The Institute of Environmental Science and Research (ESR) has developed a number of new techniques to use in wastewater testing in an attempt to detect Covid-19.
Public health professor Philip Hill yesterday raised concerns about the testing, saying there there were doubts about its sensitivity and its ability to distinguish between viable and non-viable virus.
He said the sensitivity of wastewater testing is not absolutely clear.
"It can't distinguish basically unviable virus from viable virus, in other words when you're no longer infectious and you're still getting rid of still some viral particles that have in parts of the genome are still detectible, then it'll still be positive in the wastewater."
ESR chief scientist Brett Cowan agreed and said people can continue to shed the virus for some time, even for weeks after they are infectious, but the amount of the virus that they are shedding is generally falling during this time.

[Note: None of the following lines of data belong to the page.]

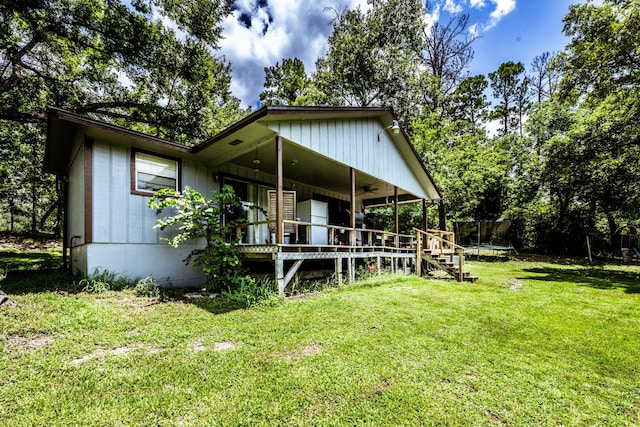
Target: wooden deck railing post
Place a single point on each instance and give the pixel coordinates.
(279, 197)
(460, 263)
(418, 253)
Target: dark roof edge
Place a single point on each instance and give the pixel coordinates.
(273, 110)
(83, 120)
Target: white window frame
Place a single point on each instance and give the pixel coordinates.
(161, 167)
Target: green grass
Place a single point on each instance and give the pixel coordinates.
(530, 343)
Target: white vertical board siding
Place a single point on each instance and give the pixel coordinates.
(75, 215)
(163, 262)
(118, 215)
(101, 189)
(120, 188)
(355, 144)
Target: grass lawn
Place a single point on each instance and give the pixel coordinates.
(530, 343)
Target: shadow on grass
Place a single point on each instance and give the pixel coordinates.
(23, 260)
(593, 277)
(20, 282)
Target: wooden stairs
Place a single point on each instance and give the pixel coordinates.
(436, 250)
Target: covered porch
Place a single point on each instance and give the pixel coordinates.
(316, 174)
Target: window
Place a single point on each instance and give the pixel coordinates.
(152, 173)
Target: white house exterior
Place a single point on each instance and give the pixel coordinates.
(348, 156)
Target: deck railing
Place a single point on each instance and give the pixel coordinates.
(337, 235)
(438, 242)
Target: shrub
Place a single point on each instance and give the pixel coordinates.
(250, 293)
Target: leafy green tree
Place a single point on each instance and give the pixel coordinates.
(371, 55)
(288, 84)
(469, 169)
(201, 218)
(115, 61)
(544, 76)
(447, 50)
(601, 78)
(469, 101)
(507, 85)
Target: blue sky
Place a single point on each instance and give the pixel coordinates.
(260, 33)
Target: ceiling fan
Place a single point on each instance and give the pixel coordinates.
(368, 189)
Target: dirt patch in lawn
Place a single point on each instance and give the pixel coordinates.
(198, 346)
(310, 350)
(118, 351)
(21, 344)
(403, 288)
(515, 285)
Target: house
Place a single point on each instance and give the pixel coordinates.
(313, 169)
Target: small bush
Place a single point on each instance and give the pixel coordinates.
(147, 287)
(99, 282)
(249, 293)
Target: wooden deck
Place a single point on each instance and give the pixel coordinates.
(402, 254)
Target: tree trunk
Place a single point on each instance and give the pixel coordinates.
(442, 216)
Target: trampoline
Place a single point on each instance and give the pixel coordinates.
(484, 235)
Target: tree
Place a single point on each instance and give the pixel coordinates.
(371, 55)
(199, 218)
(544, 76)
(469, 101)
(288, 84)
(114, 61)
(447, 50)
(507, 84)
(601, 78)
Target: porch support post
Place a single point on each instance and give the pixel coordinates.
(279, 186)
(352, 206)
(425, 215)
(280, 275)
(395, 215)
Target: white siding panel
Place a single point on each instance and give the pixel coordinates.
(75, 215)
(133, 261)
(355, 144)
(120, 189)
(101, 187)
(149, 216)
(134, 230)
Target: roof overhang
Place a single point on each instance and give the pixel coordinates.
(242, 143)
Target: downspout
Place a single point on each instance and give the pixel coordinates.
(65, 222)
(442, 216)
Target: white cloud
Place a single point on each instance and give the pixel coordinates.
(433, 17)
(451, 7)
(260, 33)
(474, 31)
(503, 8)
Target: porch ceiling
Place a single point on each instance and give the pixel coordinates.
(308, 167)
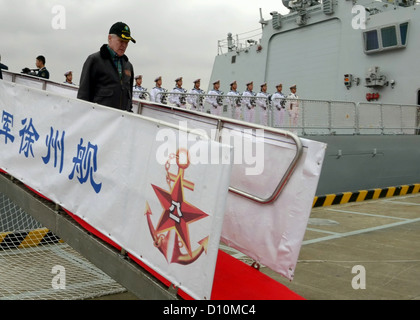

But he said the sensitivity of wastewater testing is now much better understood.
"We know if we test outside Jet Park, Auckland's quarantine facility, that the water is always positive, but that's a very easy case. If we add 100,000 people to that wastewater stream and we test at the end of that stream we know that perhaps if we have five or six people positive in that catchment that we're probably going to detect it."
He said wastewater testing is just one of the tools in the kit and at the moment the most important tool is contact tracing.
Cowan said wastewater testing gives a broad picture akin to one taken by a satellite.
"We can see a huge amount of New Zealand, up to 80 percent of it but we see it at a slightly lower resolution."
Cowan said tests tend to be done at the city level and an unexpected positive result would require further investigation.
He said firstly they would test more frequently, perhaps moving to daily testing.
"The second thing that we would do is if a particular town had four main pipes coming into that treatment station we would test those individually. If we found one of those was positive we could then work our way up the piping system to get more and more specific."
Cowan said how much of the virus that people with Covid-19 shed is quite variable with some people shedding a few thousand viral particles while others shed billions.
Cowan said ESR scientists have been looking for viruses such as norovirus in wastewater for a few years now.
"What's new however is the focus on Covid, there are a number of new techniques and approaches that we're using for Covid that have allowed us to improve the performance of this testing."